‘Nationalist, political spin’: Robert Abela says media reports on him will not distract his work

Abela brushes off news stories about his €17,000 retainer and business dealings with an alleged criminal

Robert Abela said new media reports on him and his law firm are political spin from “the Nationalist Party and its allies”. 

During a political activity on Sunday, Abela claimed that the Opposition and its ‘sympathisers’ were trying to invent stories against him and the Labour Party.  

“They plant doubt and twist the truth. They don’t mind lying, so much so that they print these lies on billboards,” Abela said. 

He briefly alluded to the news story on a €17,000 per month retainer handed by government to Abela’s law firm, but made no reference to a Times of Malta story published Sunday on his connections to alleged criminal Christian Borg.  

“I responded to these allegations, and I will continue to do so. I even gave information on my own initiative for the sake of transparency,” Abela said. 

At the same event, Abela lambasted Bernard Grech for being inconsistent as party leader. “He keeps trying to please everyone – this is the worst thing you can do in politics.” 

Abela mentioned recent reforms on cannabis legislation and pointed out that the Opposition leader had threatened to change the law if elected into government. 

“Yet a few days before the parliamentary debate, the PN said we stole their proposals,” Abela remarked.  

The Prime Minister went on to defend wholeheartedly Malta's citizenship-by-investment scheme, adding that Bernard Grech has conflicting opinions on this issue too.  

“Sometimes he says that he will keep the scheme, other times he says he won’t. There’s only reason why he does this – he's never sure whether those pulling the strings in the PN will get angry at him.” 

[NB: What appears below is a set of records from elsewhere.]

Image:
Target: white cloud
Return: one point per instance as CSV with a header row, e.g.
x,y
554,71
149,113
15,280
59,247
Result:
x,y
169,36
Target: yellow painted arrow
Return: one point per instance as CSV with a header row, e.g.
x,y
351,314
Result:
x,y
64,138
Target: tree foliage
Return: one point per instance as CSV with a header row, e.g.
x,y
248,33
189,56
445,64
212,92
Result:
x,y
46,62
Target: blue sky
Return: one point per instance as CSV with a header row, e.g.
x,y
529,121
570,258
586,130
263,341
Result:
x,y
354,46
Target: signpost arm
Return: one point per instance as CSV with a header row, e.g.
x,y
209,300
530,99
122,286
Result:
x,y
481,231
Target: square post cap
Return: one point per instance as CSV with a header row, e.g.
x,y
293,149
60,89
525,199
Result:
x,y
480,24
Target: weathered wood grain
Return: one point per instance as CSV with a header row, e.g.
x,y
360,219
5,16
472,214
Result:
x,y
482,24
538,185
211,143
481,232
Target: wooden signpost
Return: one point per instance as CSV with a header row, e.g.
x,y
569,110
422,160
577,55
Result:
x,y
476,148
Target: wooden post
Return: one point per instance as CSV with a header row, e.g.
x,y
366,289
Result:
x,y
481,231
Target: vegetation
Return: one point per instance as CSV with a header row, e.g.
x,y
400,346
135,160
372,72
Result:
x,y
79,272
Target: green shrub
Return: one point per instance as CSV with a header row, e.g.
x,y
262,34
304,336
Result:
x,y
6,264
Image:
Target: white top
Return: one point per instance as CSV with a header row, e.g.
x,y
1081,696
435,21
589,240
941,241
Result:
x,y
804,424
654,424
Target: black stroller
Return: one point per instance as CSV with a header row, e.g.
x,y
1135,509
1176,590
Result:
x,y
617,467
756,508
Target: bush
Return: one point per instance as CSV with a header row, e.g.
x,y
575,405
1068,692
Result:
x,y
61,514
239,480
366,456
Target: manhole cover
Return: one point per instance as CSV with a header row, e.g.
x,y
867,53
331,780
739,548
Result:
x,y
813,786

“This is a scheme that put millions, even hundreds of millions, in Maltese coffers to be used for culture, sports, health, and the pandemic. Yet even here, the Opposition is two minds on the issue depending who he’s talking with.” 

Abela added that he had invited Bernard Grech to discuss the appointment of a new regulator for the scheme, as is procedure when the person’s tenure comes to a close. 

“He responded back saying he didn’t want to participate in the appointment. He wrote this, on black and white, and said that this scheme does harm to our country.”